Сцена, когда девушка неумело ест новые кушанья или шуточно разыгрывает купающуюся в роскошной ванне даму, очевидно, особенно нравится, так как торжественно повторяется в нескольких фильмах. Но, чтобы не упустить счастливого случая, надо быть решительной и настойчивой. Особенно любопытна в этом смысле фильма «Это мой папа!»[281], в которой бедная сиротка силою своей веры находит нового роскошного папу. В первой сцене забитая замарашка, к общему смеху, заявляет, что у ее папы есть яхта и автомобиль. В последней сцене она, разряженная и холеная, приезжает на автомобиле к тому же дворику и указывает ошеломленным детям на богатого господина в цилиндре: «Это мой папа!» В этой наивно трогательной, как детская сказка, фильме сказывается мечта о реванше: какое счастье приехать богатой и нарядной на место прежних унижений и посрамить своим блеском злых обидчиков! Эта мечта о реванше живет в сердце каждого служащего, вынужденного терпеть ежедневные обиды. Кинематограф и тут приходит на помощь, шепча обнадеживающе: «Погоди, все будет!»

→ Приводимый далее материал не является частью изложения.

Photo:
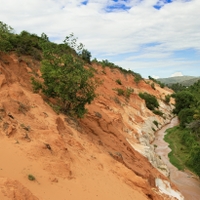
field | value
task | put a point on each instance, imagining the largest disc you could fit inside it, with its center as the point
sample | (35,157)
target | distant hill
(183,80)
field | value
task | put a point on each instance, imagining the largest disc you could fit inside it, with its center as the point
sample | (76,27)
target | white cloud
(176,74)
(143,32)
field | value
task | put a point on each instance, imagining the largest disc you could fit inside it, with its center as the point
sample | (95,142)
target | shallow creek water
(185,181)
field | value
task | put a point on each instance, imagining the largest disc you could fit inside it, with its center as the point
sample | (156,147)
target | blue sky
(160,38)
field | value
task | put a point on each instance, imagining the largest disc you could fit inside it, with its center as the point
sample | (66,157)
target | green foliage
(127,92)
(5,33)
(150,100)
(137,77)
(162,85)
(167,98)
(106,63)
(118,81)
(31,177)
(86,55)
(66,78)
(185,116)
(184,99)
(153,86)
(177,87)
(158,112)
(36,85)
(156,123)
(120,92)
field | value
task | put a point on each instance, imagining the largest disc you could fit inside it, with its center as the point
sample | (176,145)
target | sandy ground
(86,159)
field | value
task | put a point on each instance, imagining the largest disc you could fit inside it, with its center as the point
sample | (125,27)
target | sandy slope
(72,159)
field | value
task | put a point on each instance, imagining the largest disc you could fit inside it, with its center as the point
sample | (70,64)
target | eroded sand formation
(106,155)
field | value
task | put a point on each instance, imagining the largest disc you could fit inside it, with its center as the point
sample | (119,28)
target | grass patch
(179,152)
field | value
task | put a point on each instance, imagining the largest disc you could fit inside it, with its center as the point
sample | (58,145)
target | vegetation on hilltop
(67,73)
(186,152)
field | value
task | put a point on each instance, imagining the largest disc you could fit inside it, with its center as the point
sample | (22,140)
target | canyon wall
(106,155)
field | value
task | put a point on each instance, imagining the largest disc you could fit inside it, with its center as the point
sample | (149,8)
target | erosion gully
(186,182)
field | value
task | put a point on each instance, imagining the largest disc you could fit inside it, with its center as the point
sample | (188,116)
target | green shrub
(156,123)
(128,92)
(158,112)
(118,81)
(119,91)
(167,98)
(150,100)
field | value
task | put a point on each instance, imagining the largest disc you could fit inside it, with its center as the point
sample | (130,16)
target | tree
(184,99)
(5,34)
(86,55)
(66,79)
(150,100)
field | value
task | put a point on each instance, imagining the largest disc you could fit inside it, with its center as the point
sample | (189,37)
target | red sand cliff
(73,159)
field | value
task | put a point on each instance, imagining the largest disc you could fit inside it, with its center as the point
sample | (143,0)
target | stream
(187,184)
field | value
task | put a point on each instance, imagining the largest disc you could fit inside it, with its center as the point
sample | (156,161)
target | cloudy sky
(160,38)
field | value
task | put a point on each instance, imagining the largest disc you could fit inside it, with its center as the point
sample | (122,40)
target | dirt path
(186,183)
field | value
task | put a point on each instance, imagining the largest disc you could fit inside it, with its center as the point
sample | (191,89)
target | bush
(118,81)
(185,116)
(150,100)
(184,99)
(66,79)
(158,112)
(156,123)
(86,55)
(120,91)
(167,98)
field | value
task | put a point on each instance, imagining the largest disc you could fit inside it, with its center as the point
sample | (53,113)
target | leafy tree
(86,55)
(185,116)
(167,98)
(184,99)
(66,79)
(150,100)
(5,34)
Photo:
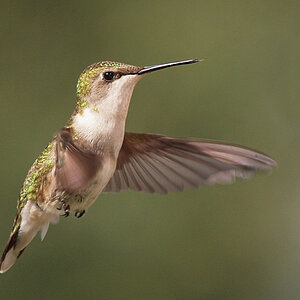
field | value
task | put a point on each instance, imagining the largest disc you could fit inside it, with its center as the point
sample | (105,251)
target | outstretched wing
(160,164)
(76,167)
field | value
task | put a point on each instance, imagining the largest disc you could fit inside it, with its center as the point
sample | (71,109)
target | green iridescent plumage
(35,178)
(84,83)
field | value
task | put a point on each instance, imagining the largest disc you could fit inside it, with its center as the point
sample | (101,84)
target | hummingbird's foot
(79,213)
(66,209)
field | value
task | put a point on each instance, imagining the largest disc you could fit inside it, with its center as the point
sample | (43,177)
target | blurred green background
(238,241)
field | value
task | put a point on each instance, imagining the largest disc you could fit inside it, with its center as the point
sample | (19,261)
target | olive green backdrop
(238,241)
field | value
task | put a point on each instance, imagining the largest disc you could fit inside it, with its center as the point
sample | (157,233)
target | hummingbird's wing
(159,164)
(76,167)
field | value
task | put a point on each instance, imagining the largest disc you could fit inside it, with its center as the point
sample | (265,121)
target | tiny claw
(67,211)
(79,214)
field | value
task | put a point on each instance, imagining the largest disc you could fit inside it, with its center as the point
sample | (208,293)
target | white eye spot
(109,76)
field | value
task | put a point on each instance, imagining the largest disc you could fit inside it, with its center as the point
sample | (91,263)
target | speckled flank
(35,178)
(85,79)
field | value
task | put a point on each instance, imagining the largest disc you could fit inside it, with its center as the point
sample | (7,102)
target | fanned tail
(11,253)
(33,221)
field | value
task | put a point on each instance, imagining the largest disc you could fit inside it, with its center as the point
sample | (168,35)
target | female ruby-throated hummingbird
(94,154)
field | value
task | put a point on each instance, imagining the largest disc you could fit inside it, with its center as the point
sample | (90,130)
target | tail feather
(10,253)
(33,220)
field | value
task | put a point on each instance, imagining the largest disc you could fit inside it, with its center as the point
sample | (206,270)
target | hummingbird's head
(104,91)
(110,81)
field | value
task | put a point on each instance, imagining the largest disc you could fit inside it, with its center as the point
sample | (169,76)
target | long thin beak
(148,69)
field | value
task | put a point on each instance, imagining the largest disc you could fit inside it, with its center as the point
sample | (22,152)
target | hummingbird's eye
(108,76)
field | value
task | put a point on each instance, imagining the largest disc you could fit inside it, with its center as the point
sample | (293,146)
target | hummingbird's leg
(66,209)
(79,214)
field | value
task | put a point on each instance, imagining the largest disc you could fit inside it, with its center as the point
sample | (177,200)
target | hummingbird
(93,154)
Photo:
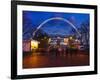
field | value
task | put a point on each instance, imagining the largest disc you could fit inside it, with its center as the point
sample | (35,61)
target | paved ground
(38,60)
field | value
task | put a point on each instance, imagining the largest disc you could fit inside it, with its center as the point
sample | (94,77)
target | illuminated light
(49,40)
(34,44)
(70,38)
(66,41)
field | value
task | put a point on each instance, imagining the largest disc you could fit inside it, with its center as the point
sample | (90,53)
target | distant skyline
(35,18)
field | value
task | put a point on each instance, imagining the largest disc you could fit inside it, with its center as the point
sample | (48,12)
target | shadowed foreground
(38,60)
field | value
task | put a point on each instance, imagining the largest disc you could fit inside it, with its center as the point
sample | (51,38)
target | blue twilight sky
(35,18)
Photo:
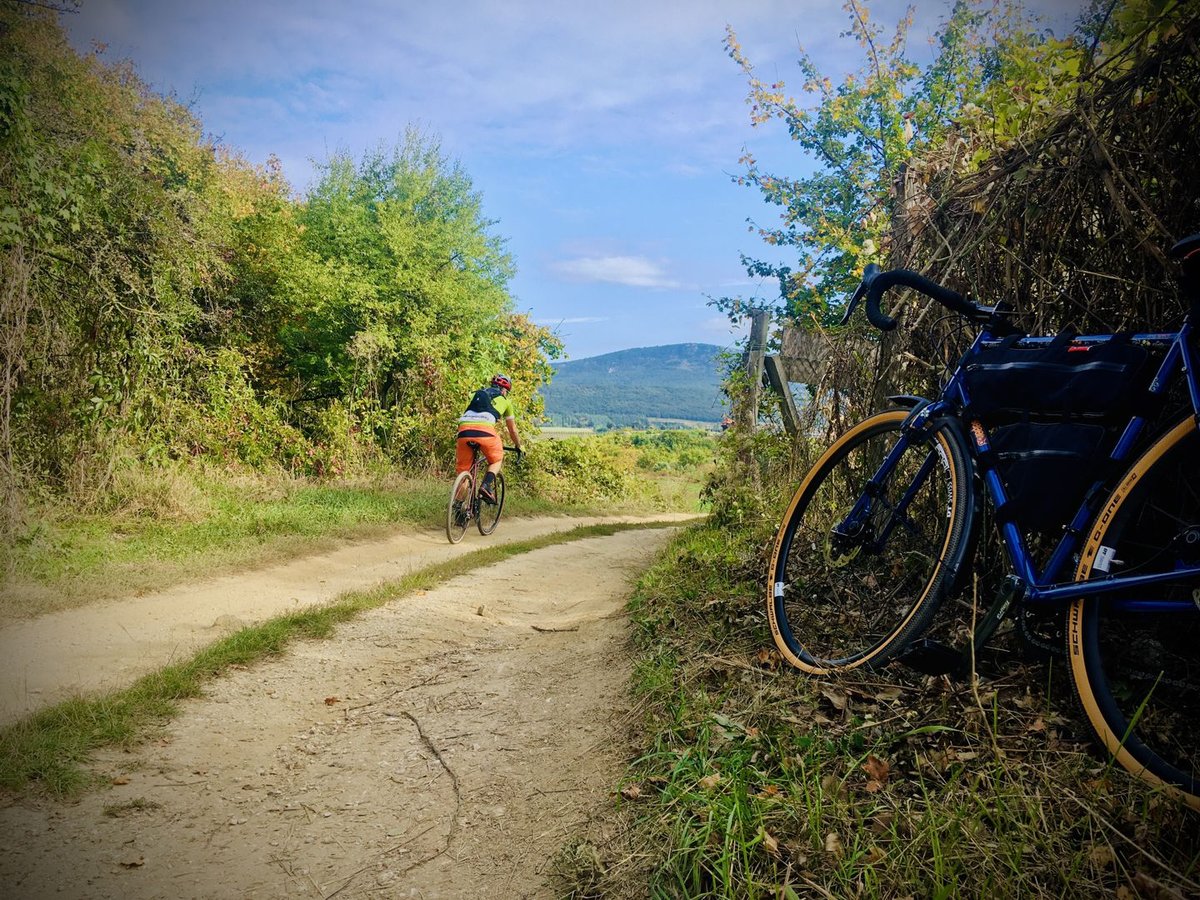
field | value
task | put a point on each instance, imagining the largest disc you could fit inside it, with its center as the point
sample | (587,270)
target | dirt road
(108,645)
(445,745)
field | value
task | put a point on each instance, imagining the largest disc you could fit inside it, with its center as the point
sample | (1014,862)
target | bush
(579,471)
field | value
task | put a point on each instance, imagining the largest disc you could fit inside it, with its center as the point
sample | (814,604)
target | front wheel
(490,513)
(459,509)
(869,545)
(1135,654)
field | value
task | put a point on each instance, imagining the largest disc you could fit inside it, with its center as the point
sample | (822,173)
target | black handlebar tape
(881,282)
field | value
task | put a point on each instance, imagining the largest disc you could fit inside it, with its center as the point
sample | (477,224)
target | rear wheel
(490,513)
(861,563)
(1135,655)
(459,509)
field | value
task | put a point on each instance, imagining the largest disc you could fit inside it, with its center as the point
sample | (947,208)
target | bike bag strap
(1062,379)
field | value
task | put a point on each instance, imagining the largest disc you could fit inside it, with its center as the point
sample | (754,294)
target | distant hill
(679,381)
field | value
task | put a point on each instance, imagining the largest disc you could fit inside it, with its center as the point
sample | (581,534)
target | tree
(864,132)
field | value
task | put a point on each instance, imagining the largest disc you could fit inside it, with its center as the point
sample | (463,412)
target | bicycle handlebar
(875,282)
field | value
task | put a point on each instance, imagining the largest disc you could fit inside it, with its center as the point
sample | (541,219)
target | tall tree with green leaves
(405,306)
(862,133)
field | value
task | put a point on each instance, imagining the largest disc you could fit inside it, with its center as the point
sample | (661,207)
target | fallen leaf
(768,659)
(771,843)
(877,769)
(837,699)
(833,845)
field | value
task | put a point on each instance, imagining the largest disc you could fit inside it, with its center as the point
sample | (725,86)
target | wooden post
(755,352)
(787,409)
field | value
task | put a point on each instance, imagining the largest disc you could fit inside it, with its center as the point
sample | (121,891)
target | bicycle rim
(1137,672)
(489,513)
(844,594)
(459,509)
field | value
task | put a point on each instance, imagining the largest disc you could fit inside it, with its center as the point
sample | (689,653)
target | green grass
(51,749)
(171,527)
(754,781)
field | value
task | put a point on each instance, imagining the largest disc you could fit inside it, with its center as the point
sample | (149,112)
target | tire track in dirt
(445,745)
(108,645)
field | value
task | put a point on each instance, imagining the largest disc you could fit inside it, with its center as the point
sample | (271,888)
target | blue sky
(603,135)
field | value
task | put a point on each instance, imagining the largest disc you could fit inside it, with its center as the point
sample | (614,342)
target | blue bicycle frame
(1047,587)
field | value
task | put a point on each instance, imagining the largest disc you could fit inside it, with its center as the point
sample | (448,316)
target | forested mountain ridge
(629,387)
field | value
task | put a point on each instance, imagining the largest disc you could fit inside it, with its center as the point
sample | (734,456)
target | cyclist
(479,425)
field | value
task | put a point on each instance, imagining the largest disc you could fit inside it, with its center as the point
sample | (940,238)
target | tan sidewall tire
(891,415)
(1081,677)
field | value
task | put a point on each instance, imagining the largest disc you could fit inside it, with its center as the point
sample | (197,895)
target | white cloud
(630,271)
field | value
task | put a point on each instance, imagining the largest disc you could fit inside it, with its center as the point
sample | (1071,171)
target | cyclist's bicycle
(467,504)
(1063,443)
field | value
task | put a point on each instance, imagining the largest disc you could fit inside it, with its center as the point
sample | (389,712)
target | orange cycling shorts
(489,442)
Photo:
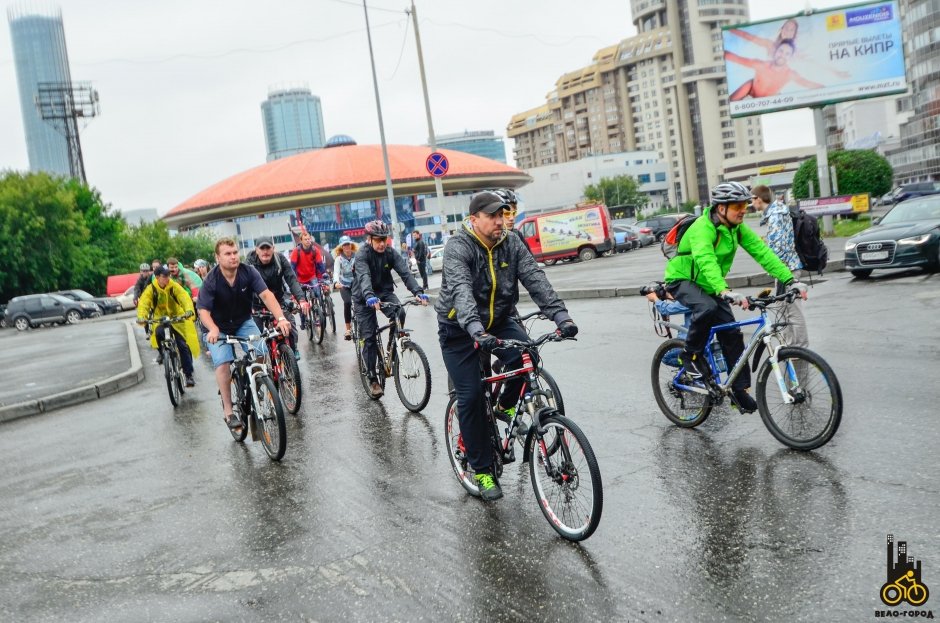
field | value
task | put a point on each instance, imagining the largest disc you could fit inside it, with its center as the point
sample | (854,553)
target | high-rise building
(918,156)
(293,122)
(40,55)
(663,90)
(481,143)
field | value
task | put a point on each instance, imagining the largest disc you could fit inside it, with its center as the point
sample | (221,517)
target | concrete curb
(112,385)
(737,281)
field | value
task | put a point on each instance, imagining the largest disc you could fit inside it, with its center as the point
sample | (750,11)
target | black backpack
(808,241)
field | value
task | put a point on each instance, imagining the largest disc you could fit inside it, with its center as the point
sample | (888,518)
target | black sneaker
(745,403)
(489,488)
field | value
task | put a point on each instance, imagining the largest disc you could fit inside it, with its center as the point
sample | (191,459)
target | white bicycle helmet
(730,192)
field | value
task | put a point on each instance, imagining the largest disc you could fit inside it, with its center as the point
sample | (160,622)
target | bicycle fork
(790,371)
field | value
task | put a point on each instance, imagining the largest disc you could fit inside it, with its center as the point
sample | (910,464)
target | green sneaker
(489,488)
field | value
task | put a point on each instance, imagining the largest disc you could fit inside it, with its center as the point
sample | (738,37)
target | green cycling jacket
(700,260)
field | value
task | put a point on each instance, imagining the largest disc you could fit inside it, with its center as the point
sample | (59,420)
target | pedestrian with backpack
(695,276)
(780,238)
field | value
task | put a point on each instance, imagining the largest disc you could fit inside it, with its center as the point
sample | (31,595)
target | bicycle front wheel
(171,370)
(682,407)
(271,419)
(567,482)
(238,401)
(288,379)
(319,323)
(331,312)
(813,417)
(456,451)
(412,377)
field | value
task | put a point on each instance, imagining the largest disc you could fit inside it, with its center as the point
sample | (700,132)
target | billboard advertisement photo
(833,55)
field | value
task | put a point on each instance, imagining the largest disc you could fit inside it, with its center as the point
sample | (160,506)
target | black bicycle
(401,358)
(169,352)
(255,399)
(563,468)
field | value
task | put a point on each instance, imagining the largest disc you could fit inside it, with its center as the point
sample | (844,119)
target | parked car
(624,239)
(660,225)
(127,299)
(107,304)
(436,262)
(907,236)
(33,310)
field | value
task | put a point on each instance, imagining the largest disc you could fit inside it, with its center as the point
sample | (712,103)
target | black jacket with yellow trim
(480,286)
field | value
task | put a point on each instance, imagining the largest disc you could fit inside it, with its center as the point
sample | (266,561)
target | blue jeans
(223,354)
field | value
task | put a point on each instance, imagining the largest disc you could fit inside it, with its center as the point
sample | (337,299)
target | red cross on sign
(437,164)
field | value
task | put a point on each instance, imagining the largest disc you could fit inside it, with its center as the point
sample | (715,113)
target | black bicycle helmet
(730,192)
(379,229)
(507,196)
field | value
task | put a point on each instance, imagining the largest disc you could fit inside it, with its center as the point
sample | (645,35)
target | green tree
(857,170)
(43,237)
(619,190)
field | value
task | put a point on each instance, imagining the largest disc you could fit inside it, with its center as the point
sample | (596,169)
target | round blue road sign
(437,164)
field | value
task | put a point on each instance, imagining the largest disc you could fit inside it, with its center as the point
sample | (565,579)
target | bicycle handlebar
(170,319)
(536,314)
(234,339)
(530,344)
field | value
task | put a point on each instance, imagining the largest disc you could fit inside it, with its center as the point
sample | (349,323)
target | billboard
(833,55)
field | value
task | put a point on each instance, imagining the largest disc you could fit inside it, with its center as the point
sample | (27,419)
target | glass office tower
(40,55)
(293,122)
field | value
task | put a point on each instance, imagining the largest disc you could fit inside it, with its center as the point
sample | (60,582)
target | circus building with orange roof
(335,191)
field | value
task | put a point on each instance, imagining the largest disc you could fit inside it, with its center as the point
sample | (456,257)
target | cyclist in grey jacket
(483,265)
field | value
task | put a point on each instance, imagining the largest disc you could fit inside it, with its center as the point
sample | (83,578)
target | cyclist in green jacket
(696,278)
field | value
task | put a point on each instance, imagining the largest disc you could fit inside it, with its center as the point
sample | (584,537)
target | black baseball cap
(487,202)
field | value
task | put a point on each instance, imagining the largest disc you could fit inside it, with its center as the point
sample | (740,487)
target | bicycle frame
(769,335)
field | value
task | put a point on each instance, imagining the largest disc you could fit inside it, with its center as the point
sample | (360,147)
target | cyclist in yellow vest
(165,297)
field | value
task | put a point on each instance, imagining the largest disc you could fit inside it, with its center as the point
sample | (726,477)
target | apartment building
(663,90)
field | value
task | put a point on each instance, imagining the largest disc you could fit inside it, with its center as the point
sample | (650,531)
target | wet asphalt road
(124,509)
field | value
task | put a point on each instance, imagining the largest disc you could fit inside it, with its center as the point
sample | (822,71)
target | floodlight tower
(61,105)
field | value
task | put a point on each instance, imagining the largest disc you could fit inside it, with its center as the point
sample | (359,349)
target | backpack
(808,242)
(670,244)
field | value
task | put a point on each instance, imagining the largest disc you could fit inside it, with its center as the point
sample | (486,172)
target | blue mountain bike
(798,395)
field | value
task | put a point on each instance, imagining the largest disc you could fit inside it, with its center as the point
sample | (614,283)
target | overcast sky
(181,81)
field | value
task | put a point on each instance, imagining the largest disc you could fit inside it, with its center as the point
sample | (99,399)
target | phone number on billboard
(762,103)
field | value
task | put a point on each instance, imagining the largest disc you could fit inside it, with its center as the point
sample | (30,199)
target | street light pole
(378,107)
(432,139)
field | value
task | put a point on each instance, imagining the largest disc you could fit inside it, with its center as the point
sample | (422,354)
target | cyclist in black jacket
(373,285)
(483,265)
(276,271)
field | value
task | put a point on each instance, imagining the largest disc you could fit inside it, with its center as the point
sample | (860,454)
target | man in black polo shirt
(225,307)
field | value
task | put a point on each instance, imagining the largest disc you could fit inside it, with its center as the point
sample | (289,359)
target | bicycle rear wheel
(330,311)
(271,419)
(814,417)
(171,370)
(310,322)
(682,407)
(567,482)
(456,451)
(238,400)
(319,327)
(288,379)
(412,377)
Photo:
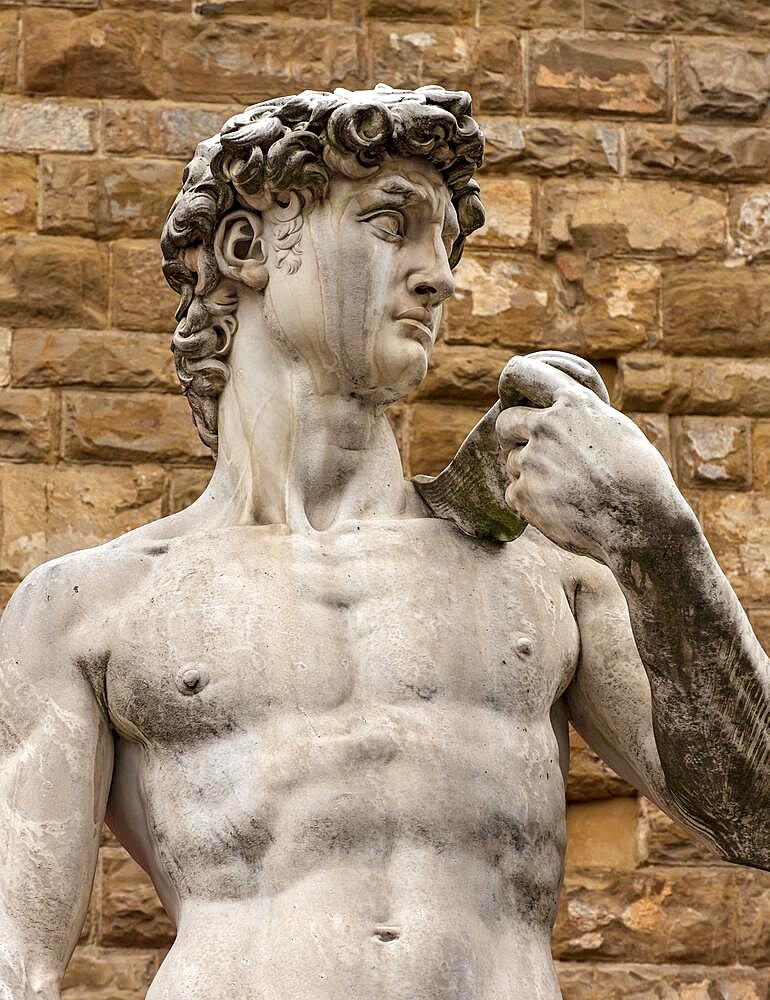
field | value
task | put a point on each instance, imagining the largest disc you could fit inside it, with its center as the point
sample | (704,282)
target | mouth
(419,323)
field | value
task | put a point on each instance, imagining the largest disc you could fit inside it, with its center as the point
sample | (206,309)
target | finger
(513,463)
(536,381)
(578,368)
(514,425)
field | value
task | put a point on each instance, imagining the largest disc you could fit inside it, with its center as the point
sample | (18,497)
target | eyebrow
(402,190)
(406,193)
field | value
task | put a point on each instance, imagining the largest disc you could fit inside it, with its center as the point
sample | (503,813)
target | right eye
(389,225)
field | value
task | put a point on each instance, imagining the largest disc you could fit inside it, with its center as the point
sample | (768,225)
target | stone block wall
(628,191)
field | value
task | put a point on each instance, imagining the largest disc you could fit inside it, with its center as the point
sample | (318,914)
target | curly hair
(279,157)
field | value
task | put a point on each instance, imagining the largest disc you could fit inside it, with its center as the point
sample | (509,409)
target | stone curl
(278,158)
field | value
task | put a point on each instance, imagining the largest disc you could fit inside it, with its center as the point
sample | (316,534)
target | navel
(191,679)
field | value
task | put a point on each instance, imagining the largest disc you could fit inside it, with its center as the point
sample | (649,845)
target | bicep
(55,770)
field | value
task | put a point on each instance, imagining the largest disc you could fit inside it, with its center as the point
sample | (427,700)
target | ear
(240,249)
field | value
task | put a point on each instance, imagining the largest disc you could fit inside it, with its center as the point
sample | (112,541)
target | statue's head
(337,218)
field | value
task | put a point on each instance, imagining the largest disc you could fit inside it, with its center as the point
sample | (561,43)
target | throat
(307,461)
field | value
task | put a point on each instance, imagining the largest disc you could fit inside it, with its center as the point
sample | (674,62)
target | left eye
(389,223)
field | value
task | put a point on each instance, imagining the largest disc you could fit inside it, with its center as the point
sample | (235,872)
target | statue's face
(364,307)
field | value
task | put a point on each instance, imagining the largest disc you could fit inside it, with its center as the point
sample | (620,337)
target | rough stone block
(486,63)
(132,914)
(508,204)
(656,428)
(18,192)
(261,8)
(576,980)
(595,307)
(156,6)
(531,13)
(251,60)
(760,622)
(186,486)
(737,526)
(698,152)
(147,128)
(546,147)
(598,74)
(502,300)
(712,309)
(659,982)
(140,298)
(760,448)
(466,374)
(70,507)
(52,281)
(602,834)
(606,306)
(106,198)
(653,381)
(723,80)
(101,359)
(714,451)
(9,34)
(693,16)
(589,778)
(663,841)
(46,126)
(603,217)
(436,431)
(98,55)
(431,11)
(126,427)
(750,222)
(101,974)
(499,77)
(5,355)
(26,424)
(656,915)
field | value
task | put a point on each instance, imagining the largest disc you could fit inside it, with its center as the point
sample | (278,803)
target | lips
(421,321)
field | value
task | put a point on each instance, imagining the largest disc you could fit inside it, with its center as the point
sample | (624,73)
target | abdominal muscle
(352,933)
(391,899)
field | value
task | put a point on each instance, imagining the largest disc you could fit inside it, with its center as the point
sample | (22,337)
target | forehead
(408,181)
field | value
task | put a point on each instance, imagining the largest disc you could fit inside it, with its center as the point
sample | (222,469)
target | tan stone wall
(628,185)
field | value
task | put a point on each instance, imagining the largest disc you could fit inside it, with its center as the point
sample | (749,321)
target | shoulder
(577,574)
(60,594)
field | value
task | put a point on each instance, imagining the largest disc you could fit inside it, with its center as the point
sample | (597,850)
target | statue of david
(326,708)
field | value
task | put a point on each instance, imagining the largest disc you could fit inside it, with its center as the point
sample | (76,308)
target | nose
(432,280)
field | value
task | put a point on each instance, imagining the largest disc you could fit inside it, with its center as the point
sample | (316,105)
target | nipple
(191,679)
(524,646)
(387,934)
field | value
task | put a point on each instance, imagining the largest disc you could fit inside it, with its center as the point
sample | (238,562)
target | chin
(402,371)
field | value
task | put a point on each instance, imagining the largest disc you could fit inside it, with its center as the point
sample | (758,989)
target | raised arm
(695,731)
(55,770)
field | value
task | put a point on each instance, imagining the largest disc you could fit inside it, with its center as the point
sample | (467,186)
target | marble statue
(326,709)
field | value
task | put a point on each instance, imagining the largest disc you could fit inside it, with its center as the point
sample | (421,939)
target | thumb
(526,379)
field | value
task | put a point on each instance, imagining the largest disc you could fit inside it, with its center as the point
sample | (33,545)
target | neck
(294,449)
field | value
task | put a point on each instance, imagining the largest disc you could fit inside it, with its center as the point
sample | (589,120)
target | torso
(339,758)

Счастье всегда связано с деньгами. Без денег и нарядов ни любовь, ни талант не могут доставить настоящего удовольствия. Развязка «Периколы»[282], когда после великолепия губернаторского дворца герои снова оказываются свободными уличными певцами, счастливыми своей любовью, – такая развязка в кинематографе была бы невозможной. Здесь Перикола должна была бы унести подаренные ей драгоценности, губернатор завещал бы ей свое состояние, или в худшем случае встреченный ею во дворце импресарио предложил бы турне по Америке. Массовый зритель не верит тому, что счастье возможно без денег. И счастливой считает ту развязку, в которой героям обеспечено богатство.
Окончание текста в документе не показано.